Business activity plummets, but markets rally on Fed support

A woman walks on empty tram rails in Lyon, central France, Monday, March 23, 2020. French citizens are only allowed to leave their homes for necessary...

A woman walks on empty tram rails in Lyon, central France, Monday, March 23, 2020. French citizens are only allowed to leave their homes for necessary...

LONDON (AP) — Europe's economy could shrink by some 10% this year as efforts to contain the spread of the virus outbreak cause a collapse in commercial activity. Yet markets were up sharply on Monday - extending weeks of stunning volatility - as investors digested the extent of the financial support provided by the Federal Reserve this week.

Here's a look at the latest developments as the coronavirus outbreak tears through the world economy.

BUSINESS ACTIVITY: A closely watched measure of business activity in the 19-country eurozone has fallen at the sharpest pace since it began in 1998.

The Purchasing Managers' Index, a gauge of business executives' outlook on the economy, fell to 31.4 points in March from 51.6 in February as governments put limits on business activity.

The index, which is compiled by research firm IHS Markit, is below the trough registered during the global financial crisis in 2009. The 50-point level separates economic growth from contraction. The services sector took the biggest hit, particularly tourism and restaurants, with companies cutting jobs at the fastest pace since 2009.

Chris Williamson, chief business economist at IHS Markit, says the survey suggests a quarterly economic contraction of 2%, or over 8% in annualized terms, though that forecast is likely to worsen.

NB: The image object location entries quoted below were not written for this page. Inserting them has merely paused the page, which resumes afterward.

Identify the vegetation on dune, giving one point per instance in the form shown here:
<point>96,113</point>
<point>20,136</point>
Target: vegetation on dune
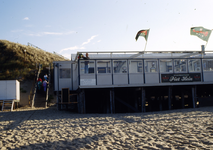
<point>18,61</point>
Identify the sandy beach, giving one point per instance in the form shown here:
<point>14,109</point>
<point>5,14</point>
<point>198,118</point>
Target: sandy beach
<point>52,129</point>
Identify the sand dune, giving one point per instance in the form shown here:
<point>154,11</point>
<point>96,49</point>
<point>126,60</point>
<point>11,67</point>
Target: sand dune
<point>52,129</point>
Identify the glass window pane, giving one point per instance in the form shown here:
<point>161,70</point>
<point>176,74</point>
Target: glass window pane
<point>166,65</point>
<point>65,73</point>
<point>151,66</point>
<point>87,66</point>
<point>120,66</point>
<point>135,66</point>
<point>104,66</point>
<point>208,64</point>
<point>180,65</point>
<point>194,65</point>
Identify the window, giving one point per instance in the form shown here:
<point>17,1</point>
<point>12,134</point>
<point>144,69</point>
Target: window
<point>120,66</point>
<point>180,65</point>
<point>65,73</point>
<point>207,64</point>
<point>135,66</point>
<point>166,65</point>
<point>103,66</point>
<point>87,67</point>
<point>151,66</point>
<point>194,65</point>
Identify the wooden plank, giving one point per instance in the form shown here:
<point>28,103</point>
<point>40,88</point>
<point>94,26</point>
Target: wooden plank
<point>112,104</point>
<point>182,100</point>
<point>143,100</point>
<point>126,104</point>
<point>170,98</point>
<point>68,103</point>
<point>193,97</point>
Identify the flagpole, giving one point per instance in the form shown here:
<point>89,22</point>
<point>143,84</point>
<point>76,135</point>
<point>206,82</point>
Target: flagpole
<point>145,46</point>
<point>146,42</point>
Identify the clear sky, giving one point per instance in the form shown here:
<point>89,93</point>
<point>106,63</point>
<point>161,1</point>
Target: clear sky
<point>68,26</point>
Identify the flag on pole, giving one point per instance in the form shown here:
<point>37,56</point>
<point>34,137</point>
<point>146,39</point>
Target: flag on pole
<point>201,32</point>
<point>143,33</point>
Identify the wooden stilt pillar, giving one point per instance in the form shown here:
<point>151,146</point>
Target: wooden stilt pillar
<point>143,100</point>
<point>81,102</point>
<point>170,98</point>
<point>160,103</point>
<point>193,97</point>
<point>182,99</point>
<point>136,99</point>
<point>196,97</point>
<point>112,101</point>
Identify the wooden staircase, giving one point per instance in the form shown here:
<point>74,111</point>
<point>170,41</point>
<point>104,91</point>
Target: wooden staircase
<point>8,104</point>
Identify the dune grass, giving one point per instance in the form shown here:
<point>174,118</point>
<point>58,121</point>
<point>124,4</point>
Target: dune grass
<point>18,61</point>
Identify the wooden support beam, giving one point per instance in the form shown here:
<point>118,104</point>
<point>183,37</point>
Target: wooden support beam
<point>81,102</point>
<point>193,97</point>
<point>170,98</point>
<point>143,100</point>
<point>112,101</point>
<point>136,99</point>
<point>126,104</point>
<point>182,99</point>
<point>160,103</point>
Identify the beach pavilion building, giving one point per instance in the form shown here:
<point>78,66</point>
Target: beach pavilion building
<point>123,82</point>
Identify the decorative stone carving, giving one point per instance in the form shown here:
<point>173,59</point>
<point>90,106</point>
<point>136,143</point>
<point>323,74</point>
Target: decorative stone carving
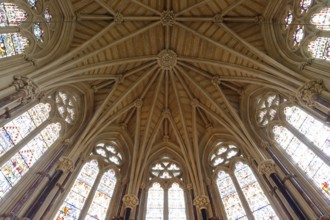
<point>267,167</point>
<point>119,18</point>
<point>130,201</point>
<point>65,164</point>
<point>218,19</point>
<point>307,93</point>
<point>167,59</point>
<point>167,18</point>
<point>201,202</point>
<point>26,85</point>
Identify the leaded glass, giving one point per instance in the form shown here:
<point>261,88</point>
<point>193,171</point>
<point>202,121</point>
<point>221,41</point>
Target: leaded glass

In Japan, a measure of factory activity in the country fell to its lowest level since 2009. The preliminary version of this month's Jibun Manufacturing Purchasing Managers' Index fell to 44.8 points from February's 47.8.

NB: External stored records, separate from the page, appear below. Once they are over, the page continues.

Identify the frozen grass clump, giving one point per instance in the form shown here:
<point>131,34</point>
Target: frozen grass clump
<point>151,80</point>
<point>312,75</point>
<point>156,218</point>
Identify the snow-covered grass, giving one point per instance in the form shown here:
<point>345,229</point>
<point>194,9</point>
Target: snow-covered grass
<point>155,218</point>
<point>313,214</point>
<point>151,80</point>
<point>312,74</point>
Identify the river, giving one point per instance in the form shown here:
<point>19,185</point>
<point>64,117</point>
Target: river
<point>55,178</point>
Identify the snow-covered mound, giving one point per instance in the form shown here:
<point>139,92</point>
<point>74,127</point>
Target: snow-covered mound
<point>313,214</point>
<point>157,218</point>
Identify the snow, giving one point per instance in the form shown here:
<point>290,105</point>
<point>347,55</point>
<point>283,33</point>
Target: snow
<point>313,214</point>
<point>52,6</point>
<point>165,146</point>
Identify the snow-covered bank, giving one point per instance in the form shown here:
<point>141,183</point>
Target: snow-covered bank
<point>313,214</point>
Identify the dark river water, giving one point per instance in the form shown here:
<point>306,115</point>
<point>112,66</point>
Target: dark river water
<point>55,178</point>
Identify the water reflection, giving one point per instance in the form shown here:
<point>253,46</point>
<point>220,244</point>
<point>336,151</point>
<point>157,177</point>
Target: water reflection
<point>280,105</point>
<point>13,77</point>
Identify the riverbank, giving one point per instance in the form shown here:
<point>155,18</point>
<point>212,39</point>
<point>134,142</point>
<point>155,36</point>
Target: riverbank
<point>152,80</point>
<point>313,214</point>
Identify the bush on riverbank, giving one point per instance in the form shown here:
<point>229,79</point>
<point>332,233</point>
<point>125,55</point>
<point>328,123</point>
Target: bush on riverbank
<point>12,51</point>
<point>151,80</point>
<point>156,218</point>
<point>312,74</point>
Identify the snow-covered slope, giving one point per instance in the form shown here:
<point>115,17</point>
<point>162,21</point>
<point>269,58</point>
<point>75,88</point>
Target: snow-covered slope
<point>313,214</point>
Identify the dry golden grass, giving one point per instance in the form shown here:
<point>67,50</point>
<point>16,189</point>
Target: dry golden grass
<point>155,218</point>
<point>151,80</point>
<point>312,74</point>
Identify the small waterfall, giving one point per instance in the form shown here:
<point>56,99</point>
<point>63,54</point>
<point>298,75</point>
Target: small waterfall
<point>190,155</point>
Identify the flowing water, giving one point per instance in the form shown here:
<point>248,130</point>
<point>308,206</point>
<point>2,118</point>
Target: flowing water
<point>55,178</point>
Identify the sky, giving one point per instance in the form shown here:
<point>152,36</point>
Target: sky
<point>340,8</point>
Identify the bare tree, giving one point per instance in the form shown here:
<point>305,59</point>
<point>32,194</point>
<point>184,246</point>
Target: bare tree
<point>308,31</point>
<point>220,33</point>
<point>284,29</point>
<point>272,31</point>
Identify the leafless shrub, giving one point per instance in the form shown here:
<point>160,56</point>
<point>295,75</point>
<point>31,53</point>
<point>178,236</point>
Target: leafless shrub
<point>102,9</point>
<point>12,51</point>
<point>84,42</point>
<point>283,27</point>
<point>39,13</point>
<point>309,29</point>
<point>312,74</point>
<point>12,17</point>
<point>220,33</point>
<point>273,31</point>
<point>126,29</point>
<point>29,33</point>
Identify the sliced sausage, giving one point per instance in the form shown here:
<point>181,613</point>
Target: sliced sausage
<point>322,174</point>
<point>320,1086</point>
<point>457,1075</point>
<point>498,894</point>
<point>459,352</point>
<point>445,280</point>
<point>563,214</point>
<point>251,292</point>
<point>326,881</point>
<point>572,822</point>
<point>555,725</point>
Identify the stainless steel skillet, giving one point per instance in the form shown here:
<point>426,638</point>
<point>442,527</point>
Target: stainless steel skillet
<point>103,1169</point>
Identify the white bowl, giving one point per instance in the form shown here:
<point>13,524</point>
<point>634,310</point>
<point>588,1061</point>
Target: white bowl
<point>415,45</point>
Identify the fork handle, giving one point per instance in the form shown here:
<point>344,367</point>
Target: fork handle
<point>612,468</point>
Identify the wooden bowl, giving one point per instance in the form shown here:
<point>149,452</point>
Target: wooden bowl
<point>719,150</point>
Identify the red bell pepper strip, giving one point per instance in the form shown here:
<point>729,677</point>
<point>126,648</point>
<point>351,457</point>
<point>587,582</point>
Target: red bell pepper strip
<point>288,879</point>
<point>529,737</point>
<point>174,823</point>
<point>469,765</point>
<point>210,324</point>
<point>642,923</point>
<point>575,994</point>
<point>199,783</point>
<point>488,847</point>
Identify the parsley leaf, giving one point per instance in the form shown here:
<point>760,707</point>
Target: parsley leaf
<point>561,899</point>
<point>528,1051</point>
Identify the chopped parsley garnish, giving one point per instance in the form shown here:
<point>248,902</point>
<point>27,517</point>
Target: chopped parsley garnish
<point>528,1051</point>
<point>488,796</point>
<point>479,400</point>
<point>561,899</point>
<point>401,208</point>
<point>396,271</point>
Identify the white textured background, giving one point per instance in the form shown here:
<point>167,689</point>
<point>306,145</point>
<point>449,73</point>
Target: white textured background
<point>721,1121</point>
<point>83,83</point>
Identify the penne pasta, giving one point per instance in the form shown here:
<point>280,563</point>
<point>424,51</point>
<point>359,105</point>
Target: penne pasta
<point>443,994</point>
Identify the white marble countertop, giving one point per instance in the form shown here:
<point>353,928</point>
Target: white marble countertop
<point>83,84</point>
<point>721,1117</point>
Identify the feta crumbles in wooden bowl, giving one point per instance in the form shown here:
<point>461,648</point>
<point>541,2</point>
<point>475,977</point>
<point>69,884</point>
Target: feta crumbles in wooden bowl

FINANCIAL MARKETS: Global stock markets are higher after the U.S. Federal Reserve promised economic support as Congress delayed action on a $2 trillion aid package.

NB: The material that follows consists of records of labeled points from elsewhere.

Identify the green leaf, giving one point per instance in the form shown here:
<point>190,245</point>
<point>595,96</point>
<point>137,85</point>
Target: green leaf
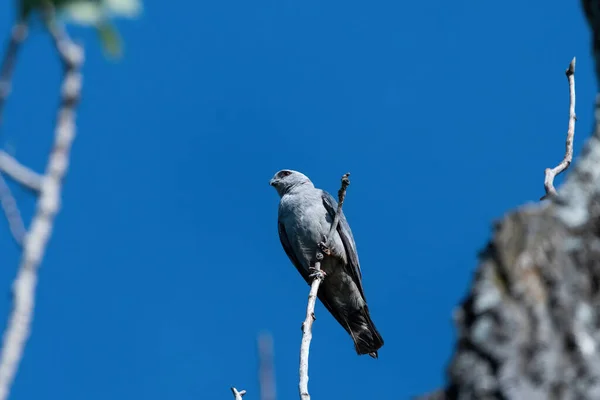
<point>84,12</point>
<point>110,39</point>
<point>123,8</point>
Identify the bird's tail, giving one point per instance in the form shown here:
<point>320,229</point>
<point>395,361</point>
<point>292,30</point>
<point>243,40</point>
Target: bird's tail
<point>367,339</point>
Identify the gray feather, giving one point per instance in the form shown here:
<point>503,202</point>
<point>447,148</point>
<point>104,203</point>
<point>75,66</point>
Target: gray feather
<point>305,217</point>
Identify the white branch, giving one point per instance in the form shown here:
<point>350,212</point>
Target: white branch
<point>568,158</point>
<point>266,372</point>
<point>237,395</point>
<point>20,173</point>
<point>318,277</point>
<point>48,204</point>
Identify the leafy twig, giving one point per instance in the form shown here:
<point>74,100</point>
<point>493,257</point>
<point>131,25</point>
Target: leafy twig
<point>318,276</point>
<point>551,173</point>
<point>48,204</point>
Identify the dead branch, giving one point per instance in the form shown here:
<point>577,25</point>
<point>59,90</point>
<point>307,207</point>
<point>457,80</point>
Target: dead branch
<point>318,277</point>
<point>551,173</point>
<point>12,213</point>
<point>266,372</point>
<point>21,174</point>
<point>17,37</point>
<point>48,204</point>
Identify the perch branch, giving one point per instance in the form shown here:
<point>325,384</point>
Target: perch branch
<point>19,173</point>
<point>266,371</point>
<point>48,204</point>
<point>318,277</point>
<point>11,211</point>
<point>551,173</point>
<point>237,395</point>
<point>17,37</point>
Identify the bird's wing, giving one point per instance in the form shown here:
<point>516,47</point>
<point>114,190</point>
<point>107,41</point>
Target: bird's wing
<point>285,242</point>
<point>343,229</point>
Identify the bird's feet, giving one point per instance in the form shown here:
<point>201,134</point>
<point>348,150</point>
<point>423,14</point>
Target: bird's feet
<point>324,248</point>
<point>317,273</point>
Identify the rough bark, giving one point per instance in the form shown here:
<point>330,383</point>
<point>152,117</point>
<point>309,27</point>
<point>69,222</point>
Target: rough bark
<point>529,327</point>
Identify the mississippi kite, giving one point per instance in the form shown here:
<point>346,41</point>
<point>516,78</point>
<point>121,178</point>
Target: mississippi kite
<point>305,217</point>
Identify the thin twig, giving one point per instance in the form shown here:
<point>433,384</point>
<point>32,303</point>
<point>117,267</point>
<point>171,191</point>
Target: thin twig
<point>11,211</point>
<point>266,371</point>
<point>551,173</point>
<point>17,37</point>
<point>318,277</point>
<point>24,176</point>
<point>237,395</point>
<point>48,204</point>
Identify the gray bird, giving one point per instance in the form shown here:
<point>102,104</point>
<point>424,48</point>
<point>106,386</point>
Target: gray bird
<point>305,217</point>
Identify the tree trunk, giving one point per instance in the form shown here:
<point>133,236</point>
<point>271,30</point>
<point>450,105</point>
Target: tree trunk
<point>530,326</point>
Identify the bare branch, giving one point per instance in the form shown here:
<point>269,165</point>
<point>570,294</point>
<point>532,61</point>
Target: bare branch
<point>237,395</point>
<point>19,325</point>
<point>11,211</point>
<point>17,37</point>
<point>19,173</point>
<point>551,173</point>
<point>318,277</point>
<point>266,371</point>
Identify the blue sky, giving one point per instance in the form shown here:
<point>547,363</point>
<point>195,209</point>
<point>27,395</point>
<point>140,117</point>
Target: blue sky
<point>165,262</point>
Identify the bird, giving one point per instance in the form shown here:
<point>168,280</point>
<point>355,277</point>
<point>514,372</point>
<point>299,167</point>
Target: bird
<point>304,219</point>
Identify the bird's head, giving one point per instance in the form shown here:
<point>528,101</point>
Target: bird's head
<point>286,179</point>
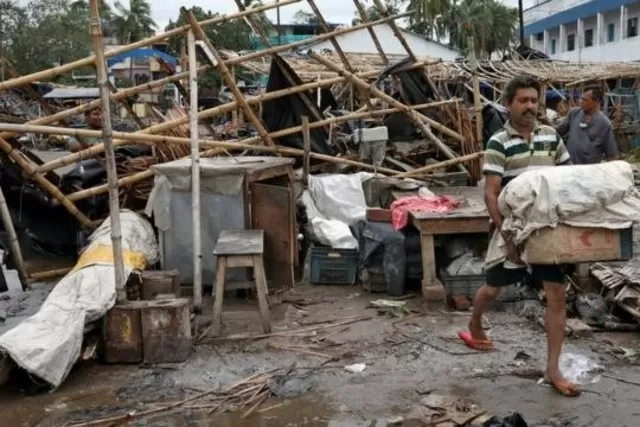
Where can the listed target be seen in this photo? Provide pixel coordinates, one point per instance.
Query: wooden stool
(240, 248)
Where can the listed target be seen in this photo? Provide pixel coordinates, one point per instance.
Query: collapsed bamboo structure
(454, 130)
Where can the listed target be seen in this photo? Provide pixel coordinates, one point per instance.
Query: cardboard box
(569, 245)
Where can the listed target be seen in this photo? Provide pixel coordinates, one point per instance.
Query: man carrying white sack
(522, 145)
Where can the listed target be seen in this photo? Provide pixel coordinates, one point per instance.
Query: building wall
(603, 49)
(361, 42)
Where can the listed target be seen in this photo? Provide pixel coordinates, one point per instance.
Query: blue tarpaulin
(141, 53)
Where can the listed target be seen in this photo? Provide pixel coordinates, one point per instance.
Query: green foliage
(40, 34)
(43, 33)
(492, 25)
(233, 35)
(373, 14)
(135, 23)
(302, 17)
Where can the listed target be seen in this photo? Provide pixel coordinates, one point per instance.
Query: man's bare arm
(492, 188)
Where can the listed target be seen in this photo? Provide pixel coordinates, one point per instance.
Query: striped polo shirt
(508, 154)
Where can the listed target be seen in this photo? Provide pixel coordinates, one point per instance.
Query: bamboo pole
(137, 137)
(227, 77)
(183, 91)
(477, 101)
(332, 40)
(107, 137)
(128, 105)
(418, 118)
(217, 147)
(122, 94)
(36, 95)
(162, 127)
(306, 137)
(16, 252)
(363, 15)
(279, 62)
(30, 169)
(313, 40)
(195, 172)
(51, 73)
(430, 168)
(398, 33)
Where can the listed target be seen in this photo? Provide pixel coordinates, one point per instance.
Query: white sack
(601, 195)
(48, 343)
(333, 203)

Benchmarks in London and Frankfurt opened higher and Tokyo added more than 7%. Shanghai, Hong Kong and Paris also gained. Futures trading on Wall Street was halted after they rose by the maximum 5%.

The Fed said it would buy as much Treasury debt and other assets as needed to keep financial markets functioning. That helped to offset unease over the failure of an aid bill in Congress that Democrats said favors companies at the expense of workers and public health. Wall Street and other stock markets have lost as much as one-third of their value over the past month.